The awards complement Cities-LEAP on-going research that will be released in an upcoming report demonstrating national technical CO2 abatement potential and economic impacts using unique new City Energy Profile data. Preliminary results from the National Renewable Energy Laboratory report, Estimating the National Carbon Abatement Potential of City Policies: A Data Driven Approach, estimate the national technical CO2 abatement potential and economic impacts of city CO2 reduction actions using a dataset of energy use in over 23,400 cities.

The report, which will be published in October, is supported by data from two new Cities-LEAP online tools, The City Energy Profile tool, which is available on the State and Local Energy Data website and the Local Energy Toolbox. These public online tools are designed to help the Cities-LEAP awardees and hundreds of other local governments implement and demonstrate innovative approaches to strategic energy decision making.

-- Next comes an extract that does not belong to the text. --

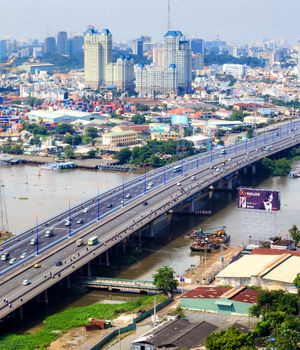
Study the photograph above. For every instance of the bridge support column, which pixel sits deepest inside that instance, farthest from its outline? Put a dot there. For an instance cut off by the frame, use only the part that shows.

The Office of Energy Efficiency and Renewable Energy (EERE) is at the center of creating the clean energy economy today. EERE leads the Energy Department's efforts to develop and deliver market-driven solutions for energy-saving homes, buildings, and manufacturing; sustainable transportation; and renewable electricity generation. EERE's Cities-LEAP effort supports the widespread implementation of city-sponsored data-driven energy policies, programs, and projects that have the potential to drive change in the national energy landscape and carbon emissions.